En résumé : Le résultat final fonctionne plutôt bien faisant de Piégée un thriller qui tient ses promesses et qui ne laisse pas indifférent... comme le charme particulier de son actrice, mi-ange, mi-démon.


lundi 28 mai 2012

Critique : Des saumons dans le désert : Ou comment attendre une bonne prise qui n'arrive pas (06/06/12)

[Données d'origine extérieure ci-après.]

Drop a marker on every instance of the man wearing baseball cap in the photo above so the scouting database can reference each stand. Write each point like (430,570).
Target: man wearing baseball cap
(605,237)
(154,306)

Des saumons dans le désert... En voilà une idée ?! Avec un titre pareil, on pourrait s'attendre à un docu animalier farfelu avec des personnages qui ne le sont pas moins. Ou encore une expérience d'un savant fou tombé sur cette invention comme la foudre sur le clocher d'une église. La vérité se trouve un peu entre les deux. Adapté du roman Partie de pêche au Yémen de Paul Torday (2006), le film de Lasse Hallstrom vogue entre deux eaux : la rivière tumultueuse de la comédie à l'anglaise pur jus du départ finit par se jeter dans un delta romantico-dramatico pépère, voire lourdingue.


De quoi ça parle ?
© Metropolitan FilmExport
Un richissime cheik (Amr Waked) n'a rien trouvé de mieux que d'avancer 50 millions de dollars à quiconque rendrait réelle cette idée saugrenue : importer des saumons écossais dans une rivière yéménite en plein milieu du désert. Un caprice ? Pas tant que cela... En entendant déjà le froissement des billets dans le fond de ses coffres fort, le gouvernement britannique saisit l'occasion de redorer ses relations avec le Moyen-Orient, minée par des attentats. Avec l'appui politique forcené d'une pro de la comm' quasi tyrannique (Kristin Scott Thomas) officiant pour le bureau du Premier ministre britannique, et Harriet (Emily Blunt), une assistante dévouée, tout est mis en œuvre pour que ce projet se réalise. Elles remuent ciel et terre pour que le Dr Alfred Jones (Ewan McGregor), spécialiste en biologie marine, trouve un moyen de transporter ces fichus poissons entiers et... vivants jusqu'à destination !

© Metropolitan FilmExport
Si le livre a séduit la critique par son mélange d'esprit, d'humour, de drame, de romance et de satire politique acérée, le film, lui, fonctionne seulement un temps sur l'humour pince-sans-rire et blasphèmes non-retenus, pour se vautrer dans le sentimentalisme rose bonbon. Et pourtant, l'interprétation des acteurs est juste : Ewan McGregor est touchant dans ce rôle d'homme plein d'habitudes et coincé dans la vie comme dans son mariage, et Emily Blunt pétille de douceur. 
© Metropolitan FilmExport
Heureusement, le charisme de certains porte le manque de rythme de la seconde partie, qui devrait être pourtant la plus excitante. Quoi de plus jouissif que de voir Kristin Scott Thomas en garce impitoyable qui mène son monde à coup de trique (loin de l'amoureuse éplorée et dégoulinante car éconduite dans Bel Ami). Et que dire du charme oriental et cinégénique d'Amr Waked, star en son pays l'Égypte, qui joue à merveille ce cheikh idéaliste et amoureux de son pays (loin des rôles de terroristes qu'on lui propose habituellement, comme dans Syriana).



© Metropolitan FilmExport
La mise en scène s'enfonce à mesure que les poissons montrent le bout de leurs nageoires. Et pourtant, on aurait pu compter sur le "suspens" piscicole, à savoir si la mission sera menée à terme ou non pour se défaire de l'inévitable histoire d'amour tragique. Même pas ! On ne s'ennuie pas tout à fait face à ses personnages pas vraiment insipides, un peu perdus dans une aventure bien trop grande pour eux, mais qui ne l'est pas assez pour le spectateur. On est charmé un moment mais on ne s'évade pas non plus. Pire, on nous rabâche à coup d'images de saumon qui remonte à contre-courant pour montrer que l'impossible devient possible si on y croit vraiment. Une allégorie lourdement amenée pour parler du cheminement des hommes vers l'accomplissement spirituel. Même si l'on veut y croire, on a du mal à mordre à l'hameçon.

En résumé : Une fable charmante mais qui ne ferrera pas tous les poissons cinéphiles.